It was the day that Mel Gibson’s “N” word rant was exposed on tape. The day the inarticulate ass Jesse Jackson decided to throw his hate into that ring. Never has a cause had such an enemy in its own camp, unless you consider Al Sharpton, which I prefer not to do. So as I was saying, it was that day. The day that I had finally sent my book out to agents, knowing that if something didn’t come of it – if no one was interested – I’d have to go back to work with the rest of the world. Or leave my kid with his rich dad and just piss off back to Europe where I belong. I’d never do that, but the fantasy of it is the only thing, aside from the book, that keeps me from playing with semi-automatic weapons in a McDonalds. Not that that would be fair. Fish in a barrel is one thing. Pigs in a trough is another. The fat chick who lives on the third floor who somehow miraculously has no ass and bad French manicure press-on nails was on the lift with me that day, tapping away insidiously on her fucking Blackberry, though we had no signal, and in those cheap as hell polyester pants it’s not like anyone was actually urgently awaiting any sort of message from her anyway. Pig in a lift.
So that day I realized that I had been so set on finally getting the book out the door that I had forgotten to do what it takes to ensure I had enough money to pay the rent the following Monday. For months I had been selling off trophies of my former life as an overpaid creative type in another world just to pay the bills. Only my family knew while everyone else whispered about how I must be “loaded,” not realizing the irony of their assumption and its correlation to my stash of vodka. It never bothered me, selling me stuff. It’s just stuff, and if I didn’t have $3000 handbags and $8000 watches then the money that I spent on those things would not have been sitting in a bank for me, waiting for a rainy day, or there when I wanted to take a year off to explore my writer self. It would have been blown on something, if not these now negotiable vessels of materialism that were for me better than savings and by all accounts better than having invested it with some low life scammer. But most months I started in the first week of the month prior preparing for the next month so that I was never caught unawares.
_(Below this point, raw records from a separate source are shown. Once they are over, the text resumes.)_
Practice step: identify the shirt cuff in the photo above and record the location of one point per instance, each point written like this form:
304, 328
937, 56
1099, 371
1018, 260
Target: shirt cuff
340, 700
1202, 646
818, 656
When you’re a writer and you need to write, you wait for those days to come when you no longer want the distractions or the noise or the thoughts. And like a junkie who treats every fix as though it were their last, a writer lives in eternal fear that the words will come no more. That it is a defined well of bullshit from which we draw, and that one day the bucket will come up empty. So on those rare days when the page is our friend, we write. And in those rare weeks when we feel strong enough to write the query, draft the synopsis and have enough self-esteem to refine our bio without staining the page with our own vomit of self-loathing, we do it. That was this week, and the next week was rent and now I was fucked. So whereas I’d usually methodically decide what to sell, offer it to a few different sources and then strategically work out the most profitable combinations, this week I had no time. I had to find the one thing in my closet worth enough at resale on its own to pay the hefty rent for the overpriced loft. Only thing was, it was my son’s. My beautiful baby boy, who despite my earlier comment that I would leave him here, I love more than the air I breathe; he is the reason I write and continue to hope that someday I’ll actually make money at this thing for which I gave up afore-mentioned overpaid job.
I had no guilt. He loved our home and wanted to stay and the next time he asked where his alligator Prada carryon had gone, I’d simply tell him to look over his head. Then I’d have guilt. But until that moment comes I live with the reality of the need to, well, live. And with the hope that I‘ll make the money to buy him another. Not because I want him to kneel at the alter of materialism. But because my kid shouldn’t pay for my choices.
I know what you’re thinking, reading this now. If anyone is. Dumb bitch gave her kid an alligator Prada carryon. Not entirely the case as it was given to me. And even if it hadn’t been, we single parents overcompensate a lot. But the bag hurt my hands and made me look like a dyke and when one day we were traveling abroad he asked for a manly bag in which to carry his own things, I gave it to him. And he forthwith stuck his trusty bear in the outside pocket, his face pointing outwards so he could breathe and see, and his little paws hanging over the edge of the pocket so he could touch. My son said. And shit like that can melt this heart that is otherwise impenetrable by a diamond tipped drill, so from that day forward, it was his.
And that day as I stood in my bedroom making sure any belongings had all been cleared, putting it back into its dust bag and then tucking it into a box, I listened for any sign that he was coming out of his room and into mine, knowing that I could explain it to him someday, but not that day. That day I had no feelings, as most survivors don’t. I did what it takes to give my son another 4.5 weeks of normal. All that he craves. Normal. I sent my book, either ingenious fluidity or absolute banal crap, out into the world to be read, trod upon and coffee stained. I sent his bag out into the world as currency so I could drivel on a little longer. And when I came from the post office that day, where I had been to spend $71 I did not have to send my book to London agents because American ones suck, and where I had spent $48 I did not have sending his bag across the country, my son came downstairs, hugged me and told me how proud he was of me and that he believed in me and that he knows my book will sell. And he meant it. And the guilt came.